Tuesday, November 10, 2015

Veterans' Day

Tomorrow, the 11th day of the 11th month of the year, is designated as a day to honor all veterans of all the wars, those living and those long gone, for their service and sacrifices.
I live with one of those men. I was nearly considered a veteran myself, having been a WAC one summer, but I don't really qualify except for knowing part of what these people went through.
All honor is theirs.

In my brief experience of boot camp and being treated as an officer...I saw all sides of the army and myself.
I was not suited for the rigors of military life. Here I was, 21 years old, sent off willingly to Anniston, Alabama (a hole in the world) in the middle of that ugly Vietnam war. I knew so many men over own brother and eventual husband. They were there fighting for their lives while I was suffering in the hot Alabama sun.

It wasn't fun, even the brief time I spent in the army.
The tedium. Standing for hours for absolutely nothing. Learning army protocol then marching. Lining up to get a meal, eating in a rush to line up to stand for nothing again. Marching with a pack to nowhere. Crawling, jumping, climbing on an empty belly at dawn. Not my idea of fun summer camp.

But you want to know why?  How I got myself into that situation?
Because my college was closed down in protest to the war.

Jerks from Rutgers came up to agitate, causing all sorts of trouble.
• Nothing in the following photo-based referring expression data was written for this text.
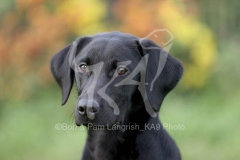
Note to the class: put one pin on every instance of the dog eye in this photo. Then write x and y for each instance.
(121, 70)
(83, 67)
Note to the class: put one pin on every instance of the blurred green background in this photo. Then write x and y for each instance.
(206, 102)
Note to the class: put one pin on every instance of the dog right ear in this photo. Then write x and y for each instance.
(62, 71)
(62, 66)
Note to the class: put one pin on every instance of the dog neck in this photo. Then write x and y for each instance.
(120, 143)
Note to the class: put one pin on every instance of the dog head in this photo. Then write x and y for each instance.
(115, 73)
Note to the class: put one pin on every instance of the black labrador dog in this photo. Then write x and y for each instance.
(121, 82)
Two guys came into my lit class and started screaming. This was one of the classes I did not share with any veterans, but my brother was over there, risking his life for these morons.  One guy, I will describe in the immortal Eric Burdon's word as "a long haired leaping gnome" actually jumped over a desk in his fervor, right in front of me. I told him to get the hell out of my face because my brother was currently in Nam. I didn't appreciate this asshole with some red masking tape over one lens of his eyeglasses and red paint dripped over his t-shirt.
As I look back on it now, I see it as sort of a loud pantomime of reality. His, not mine.
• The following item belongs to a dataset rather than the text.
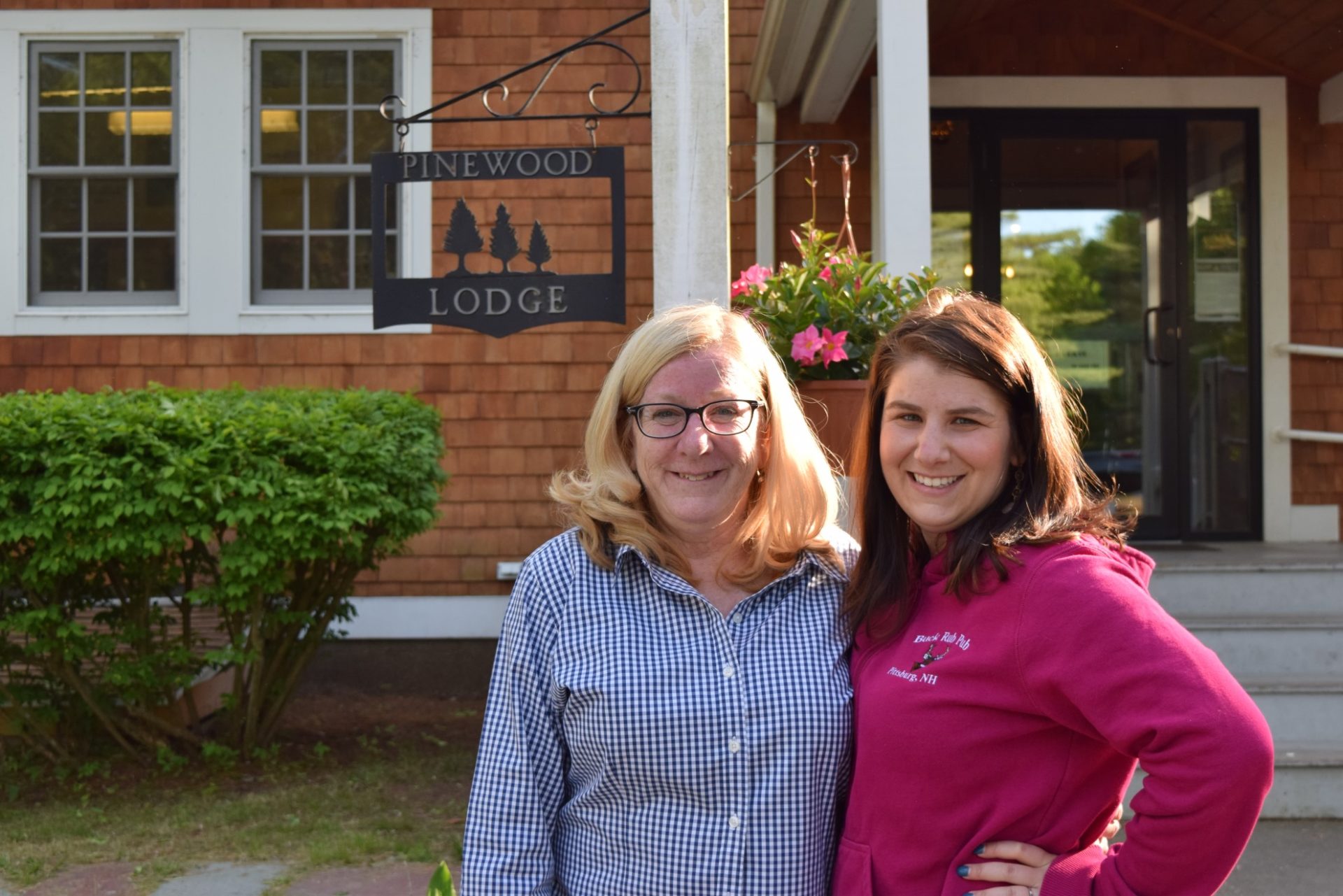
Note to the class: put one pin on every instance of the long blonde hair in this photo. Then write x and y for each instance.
(790, 504)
So I decided to enlist or see if I could do something. I was filled with as much fervor as this guy, only pro-the soldiers serving at the time.
I went to an enlistment center and found out about spending my summer in Alabama at Fort McClellan, to learn how to be a WAC officer. I did take the opportunity. If I stayed, I'd have my college paid for. I would also owe the Army two further years of my life.
I went.
I learned lots of things: the Army is hard on the soft human body, it is loud and dangerous and exhausting. I also learned that there was way too much Mickey Mouse (military slang for bullshit) for me to tolerate. After all, I am not a physical person, I'm more mental and creative. But it was good to know what was going on and how necessary it is for some people to be in the military.
Just not me.

It is different now. Instead of being separate, women and men work together. I could never have done it. The women who qualified as Rangers were extraordinary. I'd never have been able to do all that without killing myself.
And women at that time were not allowed to carry firearms, except officers. Now they can blow the hell out of enemies...something I applaud, only I wish no one had to worry about such a horrible thing.
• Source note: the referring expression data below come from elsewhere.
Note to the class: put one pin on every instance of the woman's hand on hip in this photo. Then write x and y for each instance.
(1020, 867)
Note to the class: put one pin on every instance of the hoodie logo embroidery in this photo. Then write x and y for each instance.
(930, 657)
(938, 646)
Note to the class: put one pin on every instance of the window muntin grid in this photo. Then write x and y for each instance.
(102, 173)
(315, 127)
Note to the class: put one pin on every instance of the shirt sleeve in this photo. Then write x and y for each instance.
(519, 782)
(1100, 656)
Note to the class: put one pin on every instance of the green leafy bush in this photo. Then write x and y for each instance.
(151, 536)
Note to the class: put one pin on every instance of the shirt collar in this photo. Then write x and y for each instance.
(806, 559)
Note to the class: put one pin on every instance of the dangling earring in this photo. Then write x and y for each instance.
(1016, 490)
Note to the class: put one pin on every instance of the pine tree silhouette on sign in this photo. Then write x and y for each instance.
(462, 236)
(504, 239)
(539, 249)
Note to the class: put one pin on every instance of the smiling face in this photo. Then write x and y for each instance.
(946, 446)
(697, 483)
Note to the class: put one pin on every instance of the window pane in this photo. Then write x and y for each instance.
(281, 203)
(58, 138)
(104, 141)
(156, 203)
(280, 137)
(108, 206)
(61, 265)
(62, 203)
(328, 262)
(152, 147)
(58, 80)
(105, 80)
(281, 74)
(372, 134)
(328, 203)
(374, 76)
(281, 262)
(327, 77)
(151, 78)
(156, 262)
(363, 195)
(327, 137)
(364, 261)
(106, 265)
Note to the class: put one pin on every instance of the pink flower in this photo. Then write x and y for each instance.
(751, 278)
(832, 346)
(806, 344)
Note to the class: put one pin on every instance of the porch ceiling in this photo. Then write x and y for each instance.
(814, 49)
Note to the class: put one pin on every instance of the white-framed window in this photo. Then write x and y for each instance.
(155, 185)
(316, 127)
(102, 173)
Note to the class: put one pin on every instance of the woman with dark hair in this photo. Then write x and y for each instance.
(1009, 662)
I wasn't military stuff, though I was asked repeatedly to sign up. A WAC didn't do much more than paperwork and fill in for men at that time. What they did was important and necessary, but not really active. The old laws about women being weaker than men held fast. And, their softness assisted in being something for the active men to want and date. Perhaps people thought that was their most important part of being in the wasn't true, but people thought that. They actually thought WACS were whores. Nurses were treated differently, but in the old days, like WWII, WACS were not thought of highly enough.

It's different now. Or is it? I don't know for sure, but I understand that women are mistreated, raped, ignored, worried about, shot at, blown up...all while being women.

It wasn't for me. I learned a great deal and will never forget what I learned about the Army and war and the men and women who serve.
We owe them our very existence.
We should honor them every day.
We should thank God that they are willing to sacrifice themselves for their country if necessary.
They deserve so much more than our country seems to be willing to give them back.